I know that normalization has been extensively discussed on Stack Overflow. I've read many of the previous discussions. I've got some additional questions though.

I'm working on a legacy system with at least 100 tables. The database is has some un-normalized structure, tables that contain a variety of disparate data, and other problems. I've been given the task of trying to improve it. I can't just start again but need to modify the existing schema.

In the past I have always tried to design normalized databases. Now the questions. A senior developer has suggested that in some cases we can't normalize:

  1. With temporal data. For example an invoice is created that links to a product. If a customer asks for a copy of this invoice a year later we must be able to produce an exact copy of the original. What if the product price, name or description have been updated? The senior guy suggested that the price and other product information should be copied to the invoice table. I'm thinking maybe we should have another table such as productPrice that has a date field so we can track changes in price over time. We would need the same thing for the product description and name I guess? Seems complicated. What do you think?

  2. The database is an accounting system. I'm not very familiar with accounting. At the moment some summary data is derived and stored in the database. For example total sales for the year. My senior associate has said that accountants like to check things are correct by comparing this value with data that is actually calculated from invoices etc to give them confidence that the application is working correctly.

He said that at the moment for example we can tell if someone deleted an invoice from last year mistakenly because the totals will not be the same. He also pointed out that it could be quite slow to calculate these totals on the fly. Of course I said that data should not be duplicated and should always be calculated when needed. I suggested that we could use SQL Reporting Services or some other solution that will generate these reports overnight and cache them. Anyway he's not convinced. Any comments on this?


Solution 1:

Your senior colleague is a developer, not a data modeller. You are better off starting from scratch, without them. Normalisation is complicated only to those who will not read books. It is fair enough that he makes you think, but some of the issues are absurd.

Your numbers:

  1. You need to appreciate the differences between actual online data, and historic data; then the difference between merely historic and archival needs. All of them are right for the specific business requirement, and wrong for all others, there is no universal right and wrong.

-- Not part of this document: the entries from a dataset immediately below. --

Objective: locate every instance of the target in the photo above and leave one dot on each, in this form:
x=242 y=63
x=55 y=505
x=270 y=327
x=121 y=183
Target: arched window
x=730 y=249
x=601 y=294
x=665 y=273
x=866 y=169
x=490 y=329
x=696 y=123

    • why is there no paper-based copy of the invoice ? In most countries that would be a legal and tax requirement, what exactly is the difficulty of fishing out the old invoice ?
    • where the database has the requirement of storing the closed invoices, then sure, as soon as the invoice is closed, you need a method of capturing that information.
    • ProductPrice (actually, I would call it ProductDate) is a good idea, but may not be necessary. But you are right, you need to evaluate the currency of data, in the full context of the whole database.
    • I cannot see how copying the product price to the invoice table would help (are not there many line items ?)
    • in modern databases, where the copy of the invoice is required to be regurgitated, the closed Invoice is additionally stored in a different form, eg XML. One customer saves the PDFs as BLOBs. So there is no messing around with what the product price was five years ago. But the basic invoice data is online and current, even for closed invoices; you just cannot recalculate ancient invoice using current prices.
    • some people use an archive_invoice table, but that has problems because now every code segment or user report tool has to look in two places (note that these days some users understand databases better than most developers)
  • Anyway, that is all discussion, for your understanding.  Now for the technical intent.
    • The database serves current and archival purposes from the one set of tables (no "archive" tables
    • Once an Invoice is created, it is a legal document, and cannot be changed or deleted (it can be reversed or partially credited by a new Invoice, with negative values). They are marked IsIssued/IsPaid/Etc
    • Products cannot be deleted, they can be marked IsObsolete
    • There are separate tables for InvoiceHeader and InvoiceItem
    • InvoiceItem has FKs to both InvoiceHeader and Product
    • for many reasons (not only those you mention), the InvoiceItem row contains the NumUnits; ProductPrice; TaxAmount; ExtendedPrice. Sure, this looks like a "denormalisation" but it is not, because prices, taxation rates, etc, are subject to change. But more important, the legal requirement is that we can reproduce the old invoice on demand.
    • (where it can be reproduced from paper files, this is not required)
    • the InvoiceTotalAmount is a derived column, just SUM() of the InvoiceItems
  1. That is rubbish. Accounting systems, and accountants do not "work" like that.

    • If it is a true accounting system, then it will have JournalEntries, or "double entry"; that is what a qualified account is required to use (by law).

    • Double Entry Accounting does not mean duplicate entries; it means every financial transaction (one amount) shall have a source account and target account that it is applied to; so there is no "denormalisation" or duplication. In a banking database, because the financial transactions are against single accounts, that is commonly rendered as two separate financial transactions (rows) within one Db Transaction. Ordinary commercial database constraints are used to ensure that there are two "sides" to every financial transaction.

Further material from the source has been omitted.